Traditional Agent-Based Software Testing (ABST)

Development Timeline: Received attention since 1999; achieved significant peak in the past decade
Application Focus: Primarily emphasizes system-level testing; Java as main target language
Representative Works:
- Automated testing framework for web systems (multi-agent collaboration)
- Industrial coffee machine testing (fuzzy logic priority sorting)

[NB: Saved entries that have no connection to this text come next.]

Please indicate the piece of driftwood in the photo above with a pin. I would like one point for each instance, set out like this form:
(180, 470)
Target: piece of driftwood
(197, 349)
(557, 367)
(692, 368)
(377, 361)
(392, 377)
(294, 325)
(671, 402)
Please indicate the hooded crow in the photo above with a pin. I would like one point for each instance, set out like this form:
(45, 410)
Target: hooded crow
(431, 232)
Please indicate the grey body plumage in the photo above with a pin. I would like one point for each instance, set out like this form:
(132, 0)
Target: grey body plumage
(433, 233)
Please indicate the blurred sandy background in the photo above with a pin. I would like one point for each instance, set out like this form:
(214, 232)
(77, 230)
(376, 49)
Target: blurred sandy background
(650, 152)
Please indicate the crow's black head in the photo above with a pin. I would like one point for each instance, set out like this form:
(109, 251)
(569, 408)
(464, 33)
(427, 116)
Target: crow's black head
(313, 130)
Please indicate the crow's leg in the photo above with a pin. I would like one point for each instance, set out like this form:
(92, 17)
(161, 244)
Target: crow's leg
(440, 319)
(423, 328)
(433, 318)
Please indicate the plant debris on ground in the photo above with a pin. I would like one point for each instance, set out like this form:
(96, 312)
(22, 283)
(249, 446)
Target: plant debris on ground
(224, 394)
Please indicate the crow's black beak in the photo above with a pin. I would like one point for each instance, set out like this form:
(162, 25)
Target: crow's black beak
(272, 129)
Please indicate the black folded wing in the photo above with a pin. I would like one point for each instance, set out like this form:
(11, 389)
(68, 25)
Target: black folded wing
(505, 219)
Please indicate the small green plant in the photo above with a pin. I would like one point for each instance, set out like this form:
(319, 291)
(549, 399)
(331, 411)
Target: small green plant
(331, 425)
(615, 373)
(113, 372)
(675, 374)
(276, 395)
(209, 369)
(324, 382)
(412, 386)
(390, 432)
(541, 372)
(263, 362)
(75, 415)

LLM-Enhanced Software Testing

Industry Survey: 48% of practitioners have integrated LLMs into testing activities
Application Domains: Requirements analysis, test plan development, test automation
Common Tools: ChatGPT, GitHub Copilot
Research Trends: Analysis of 102 related papers shows LLMs have significant value in test case generation, assertion creation, and other areas

Conclusions and Discussion

Main Conclusions

High Success Rate: LLM-driven agents demonstrate excellent performance in automated software testing, achieving 100% success rate on Python projects
High Coverage: Average test coverage exceeds 93%, demonstrating the effectiveness of generated test cases
Efficiency Improvement: Significantly reduces manual intervention, achieving end-to-end automation from test generation to reporting
Language Adaptability: Framework successfully supports two mainstream programming languages: Python and Java

Limitations

Java Project Stability: Relatively high failure rate in Java execution; requires improvement in natural language processing and syntax accuracy
Testing Scope Restriction: Currently focuses only on unit testing; lacks integration and system-level testing
Visualization Capabilities: While call graphs are useful, advanced features such as heat map coverage are lacking
Input Dependency: Sensitive to prompt quality; ambiguous prompts may lead to failures

Future Directions

Extend Testing Types: Introduce support for integration and system-level testing
Enhance Language Support: Expand to more programming languages
Improve Visualization: Add defect propensity heat map coverage
Requirements Integration: Incorporate requirements specification documents as prompt input to improve precision
Error Handling: Improve handling of ambiguous prompts and error recovery mechanisms

In-Depth Evaluation

Strengths

Strong Innovation: First systematic combination of LLM with multi-agent architecture for end-to-end software testing automation
High Practical Value: Addresses real pain points in software testing domain with strong engineering application value
Comprehensive Evaluation: Cross-language, multi-project assessment with convincing results
Clear Architecture: Well-designed high and low-level architecture with high modularity, facilitating extension and maintenance

Weaknesses

Limited Testing Scope: Supports only unit testing; cannot meet complete software testing requirements
Insufficient Error Analysis: Limited in-depth analysis of Java project failure causes
Missing Benchmark Comparisons: Lacks detailed comparison with existing automated testing tools
Unverified Scalability: System scalability not validated on large, complex projects

Impact

Academic Contribution: Provides new research direction for LLM applications in software engineering
Practical Value: Can be directly applied to software development processes to improve testing efficiency
Technology Promotion: Demonstrates enormous potential of LLMs in automated testing domain
Reproducibility: Detailed architecture description facilitates reproduction and improvement by other researchers

Applicable Scenarios

Small to Medium Projects: Particularly suitable for projects with code scale under several hundred lines
Unit Test Automation: Can significantly reduce manual unit test writing work
Rapid Prototype Validation: Suitable for scenarios requiring quick test case generation
Education and Training: Applicable to software testing teaching and training scenarios

References

The paper cites 13 important references covering traditional ABST methods, LLM applications in software testing, and fundamental software testing theory, providing solid theoretical foundation for the research.

Overall Assessment: This is a research paper of significant value at the intersection of software engineering and artificial intelligence. Despite certain limitations, its innovative methodology and practical results open new directions for LLM applications in software test automation, demonstrating good academic value and practical prospects.